Andrew Lloyd Webber clearly enjoys Victorian genre paintings and there are some splendid examples to be seen – they are pictures with a message rather than factual depictions. The wonderful Village Wedding by Fildes shows everyone contented, rejoicing, rosy-cheeked and well fed. In The Emigration Scheme the bleakness of rural poverty shows in the faces of the listeners, and the title of Feeding the Hungry after the Lord Mayor’s Banquet only begins to describe the complexities of the painting. Along with the animal paintings, they throw lights and shadows on the way Victorian society saw itself.
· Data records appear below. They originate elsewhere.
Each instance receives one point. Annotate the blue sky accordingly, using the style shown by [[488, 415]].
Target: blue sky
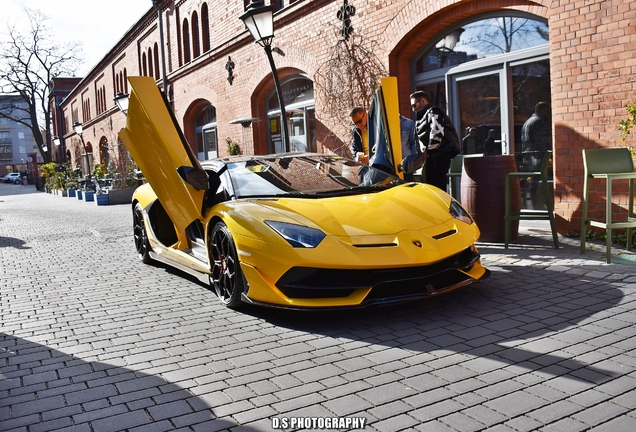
[[98, 25]]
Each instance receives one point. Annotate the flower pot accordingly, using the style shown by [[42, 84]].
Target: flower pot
[[120, 196], [101, 199]]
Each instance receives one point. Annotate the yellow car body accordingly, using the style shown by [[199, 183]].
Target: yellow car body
[[339, 247]]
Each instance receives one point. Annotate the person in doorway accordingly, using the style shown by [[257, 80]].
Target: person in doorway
[[407, 136], [438, 139], [360, 144], [536, 137]]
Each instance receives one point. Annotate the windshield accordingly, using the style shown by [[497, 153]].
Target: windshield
[[317, 175]]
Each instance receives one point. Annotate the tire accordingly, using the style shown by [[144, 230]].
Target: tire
[[227, 278], [140, 235]]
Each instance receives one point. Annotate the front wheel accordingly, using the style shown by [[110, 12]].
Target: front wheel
[[227, 278], [141, 237]]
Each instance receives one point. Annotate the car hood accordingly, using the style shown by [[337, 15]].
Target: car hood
[[413, 207]]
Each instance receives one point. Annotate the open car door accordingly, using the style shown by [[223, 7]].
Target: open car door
[[155, 142]]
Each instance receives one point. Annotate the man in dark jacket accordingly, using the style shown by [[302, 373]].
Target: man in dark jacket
[[438, 138], [362, 141]]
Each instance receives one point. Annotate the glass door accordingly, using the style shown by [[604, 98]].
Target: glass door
[[479, 102]]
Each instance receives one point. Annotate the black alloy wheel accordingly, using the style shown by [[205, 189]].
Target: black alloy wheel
[[141, 238], [227, 277]]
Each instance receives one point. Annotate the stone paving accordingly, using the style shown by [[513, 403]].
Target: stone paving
[[94, 340]]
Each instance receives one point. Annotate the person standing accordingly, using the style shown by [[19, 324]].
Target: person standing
[[407, 137], [536, 137], [438, 139], [361, 138]]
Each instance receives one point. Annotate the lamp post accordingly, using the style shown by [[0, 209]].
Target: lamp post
[[57, 142], [259, 20], [79, 129], [446, 45], [155, 4]]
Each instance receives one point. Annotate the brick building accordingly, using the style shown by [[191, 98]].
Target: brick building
[[576, 55]]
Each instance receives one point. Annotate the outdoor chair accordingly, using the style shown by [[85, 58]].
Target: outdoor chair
[[608, 164], [454, 176], [546, 191]]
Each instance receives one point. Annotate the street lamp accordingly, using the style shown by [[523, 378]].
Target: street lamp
[[164, 79], [447, 44], [122, 100], [78, 128], [259, 20]]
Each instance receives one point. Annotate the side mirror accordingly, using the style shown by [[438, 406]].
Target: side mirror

There are some wonderful examples of furniture of this period – some designed by William Burgess (his Philosophy Cabinet – painted with scenes from the lives of Luther, Aristotle, Diogenes, St Paul and Virgil is a wonder). There is the Stanmore Hall piano – surely the most spectacular object in the whole exhibition – which is covered with gilded gesso worked with twining flowers and ribbons, a piece of extraordinary virtuosity and beauty. William de Morgan was an Academy-trained artist who became a potter, and there is a marvellous range of his works on view. His lustre pots gleam with a range of metallic glazes in reds and bronzes, his plates are decorated with swirls of fish, or birds, or leopards, and his Moonlight Suite glows with mysterious blues and greys.

The early twentieth-century is represented by Alfred Munnings and Stanley Spencer, two artists who had little time for one another. There is a sequence of Munnings’ paintings of gypsy life – lovely bold paintings in his well-known broad style, as well as his horses. Stanley Spencer is represented by one of his searching merciless self-portraits, disturbing in its savage intensity, and some lovingly observed landscapes and views of Cookham. Resurrection Waking Up, shows yawning stretching people, grotesque and ugly, as they awake to new life.

This is a very large exhibition, which has been amassed over forty or more years, beginning when Andrew Lloyd Webber was a teenager. It is probably one of the largest collections in private ownership, and there are plans to increase it further with additions of twentieth-century American and Second World War Jewish art. It bears the stamp of a man who loves and enjoys collecting pictures and works of art, and is not afraid (and can afford!) to trust his own judgement.

Pre-Raphaelite and Other Masters – The Andrew Lloyd Webber Collection

At the Royal Academy till 12th December 2003.